Ad oggi non esiste un percorso unitario per diventare clown dottore; le associazioni onlus, prevedono però, un periodo di formazione di durata variabile, a cui il futuro clown dottore deve obbligatoriamente partecipare per acquisire le tecniche artistiche e le nozioni di psicologia necessarie. Nel primo periodo di servizio in corsia, è previsto un tirocinio durante il quale il neo-clown dottore, munito di camice personalizzato e truccato ad hoc, viene affiancato da un collega più esperto. Il servizio offerto viene programmato e concordato con lo staff della struttura in cui si va ad operare e gli interventi vengono decisi in rapporto al paziente con cui ci si intende relazionare (bambino, adulto, anziano, ecc.), da cui bisogna necessariamente ottenere un consenso. Il clown dottore è dunque colui che, indipendentemente dal proprio titolo di studio, opera nei contesti di disagio utilizzando le arti dei clown, integrate con conoscenze psico-socio-sanitarie, al fine di agire sulle emozioni per modificarle.

Alla luce di quanto detto, appare chiaro come nell’ottica di una presa in carico “olistica” del paziente, la “terapia del sorriso” possa essere considerata un ottimo strumento di relazione con il paziente, in particolare con il bambino ricoverato. Si pensi ai reparti di onco-ematologia pediatrica, dove la clownterapia può essere utilizzata per migliorare non solo i rapporti tra l’equipe (riducendo il rischio di burn-out tra il personale), ma soprattutto le dinamiche relazionali/comunicative con il bambino ed i suoi genitori, specie in una fase iniziale; può essere utile per ridare fiducia al bambino e ai suoi parenti e per umanizzare l’ambiente ospedaliero, rendendolo più vivibile.

Colmando il distacco tra il bambino e l’equipe ospedaliera e sdrammatizzando i trattamenti medici, la “terapia del sorriso” può servire a ridurre ansie e paure associate alla degenza.

L’ospedale e le procedure terapeutiche a cui il bambino malato è sottoposto, soprattutto se con malattia oncologica, può infatti generare in lui e nella sua famiglia, una moltitudine di emozioni negative angoscianti.

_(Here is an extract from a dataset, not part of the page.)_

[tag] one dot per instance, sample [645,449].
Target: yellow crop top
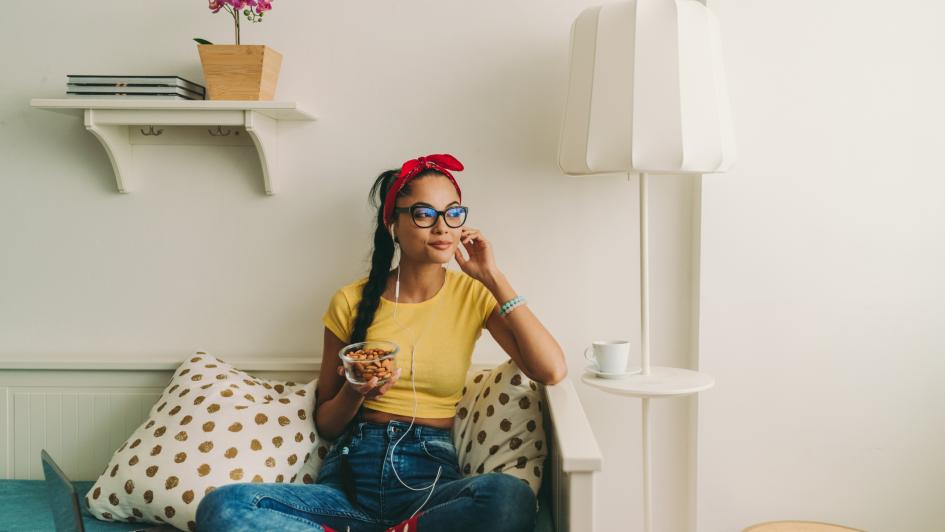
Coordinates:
[444,351]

Cercando di ridestare le emozioni positive, attraverso la “terapia del sorriso”, il clown dottore mira quindi a stimolare nel bambino o comunque, nel paziente in generale, la capacità di farcela e di reagire, valorizzandolo al di sopra della malattia, nella sua parte sana.

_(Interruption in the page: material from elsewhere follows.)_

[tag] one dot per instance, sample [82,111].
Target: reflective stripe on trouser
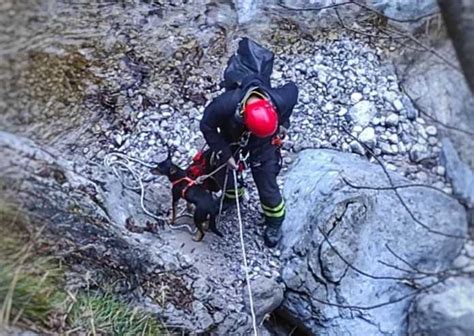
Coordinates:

Un sorriso non costa nulla e rende molto. Arricchisce chi lo riceve, senza impoverire chi lo dona. Non dura che un istante, ma il suo ricordo è talora eterno.
Nessuno è così ricco, da poterne fare a meno. Nessuno è così povero, da non poterlo dare.
Crea felicità in casa, è sostegno negli affari, è segno sensibile dell’amicizia profonda.
Un sorriso da riposo alla stanchezza, nello scoraggiamento rinnova il coraggio, nella tristezza è consolazione, d’ogni pena è naturale rimedio.
Ma è bene che non si può comprare, né prestare, né rubare, poiché esso ha un valore solo nell’istante in cui si dona. E se poi incontrerete talora chi non vi dona l’atteso sorriso, siate generosi e date il vostro, perché nessuno ha tanto bisogno di un sorriso come chi non sa darlo ad altri.”